A modern metropolis

After touching down at Boryspil International Airport and checking into the Premier Palace Hotel, we headed straight for Khreshchatyk, Kyiv’s Champs Elysees-like main thoroughfare and the most fashionable part of the city. It’s lined with sweet-smelling chestnut trees, high-end shops, outdoor cafes, coffee wagons and ice-cream stands. During the week, traffic sits gridlocked along its plumb-line straight expanse through the city. But it takes on an entirely different atmosphere on weekends, when it’s closed to traffic and becomes a thronged pedestrian precinct with live bands. Jugglers, in-line skaters and stilt-walkers weave through the crowds creating a carnival-like atmosphere; children skip through fountains; and young and old alike, in sophisticated fashion, hit the shops and strut their stuff.

The first two full days, we took a couple of free and inexpensive tours to get the lay of the land, visit some of the main tourist attractions and learn a bit about Kyiv’s 1,500 year-old checkered history.
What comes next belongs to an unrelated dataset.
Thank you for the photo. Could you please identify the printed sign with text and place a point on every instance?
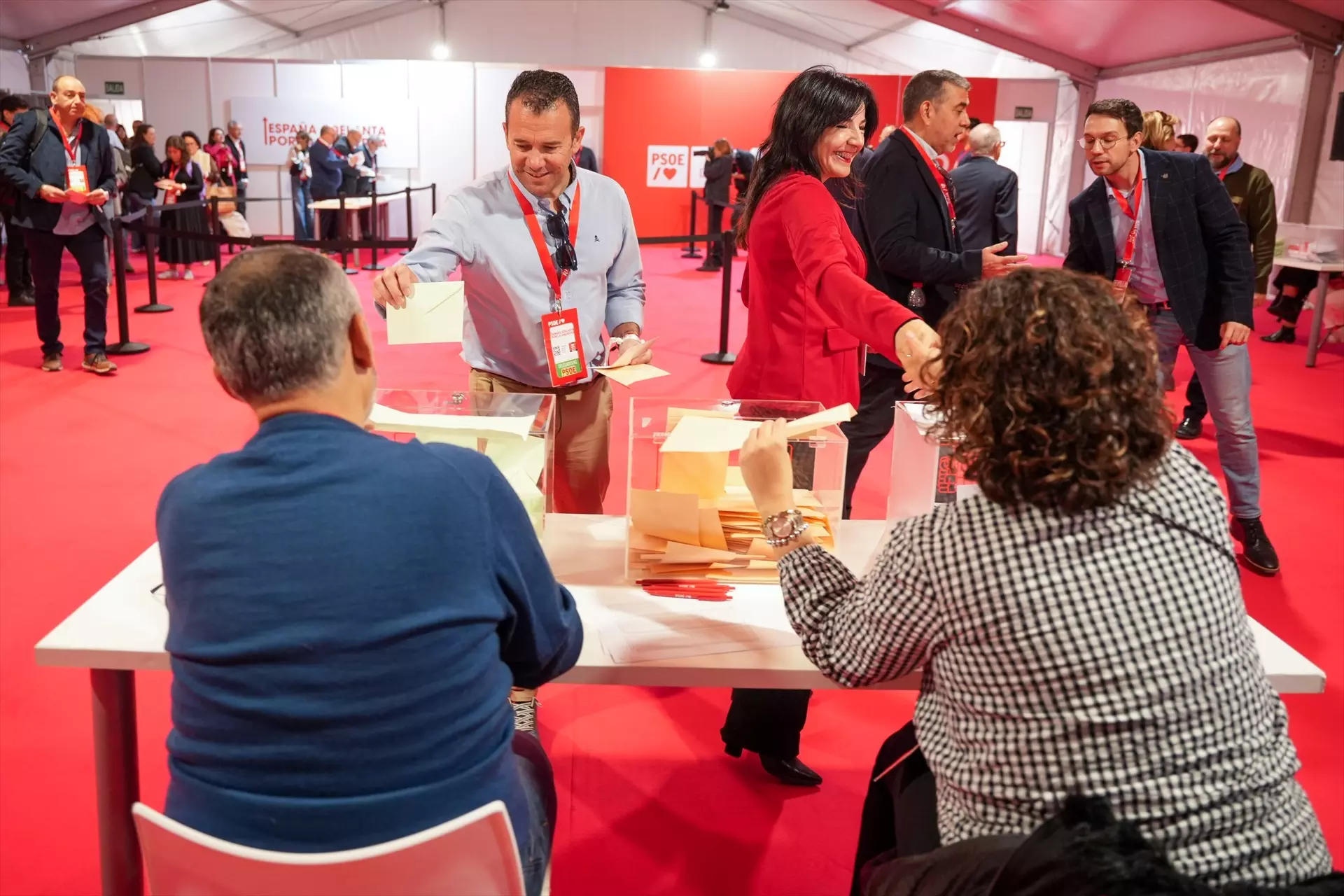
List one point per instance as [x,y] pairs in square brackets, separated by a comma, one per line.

We walked from landmark to landmark, starting in Independence Square, located at one end of Khreshchatyk. It was here that, in 2004, hundreds of thousands of Ukrainians, dressed in orange, demonstrated for weeks in harsh, winter conditions against political corruption and a rigged election.

Today, Independence Square is the city’s social hub, where concerts, festivals and parades take place, along with plenty of late-night drinking and people-watching. Underneath the square is the “Metrograd,” a vast, high-end shopping center, just one of many subterranean shopping centers throughout the city.

At the opposite end of Khreshchatyk, in front of the only statue of Lenin remaining in the city, is the Bessarabsky Market, a rotunda dating to 1912, where women in babushkas sell colorful spices, vegetables and flowers, fish, meat, sausage and Russian caviar.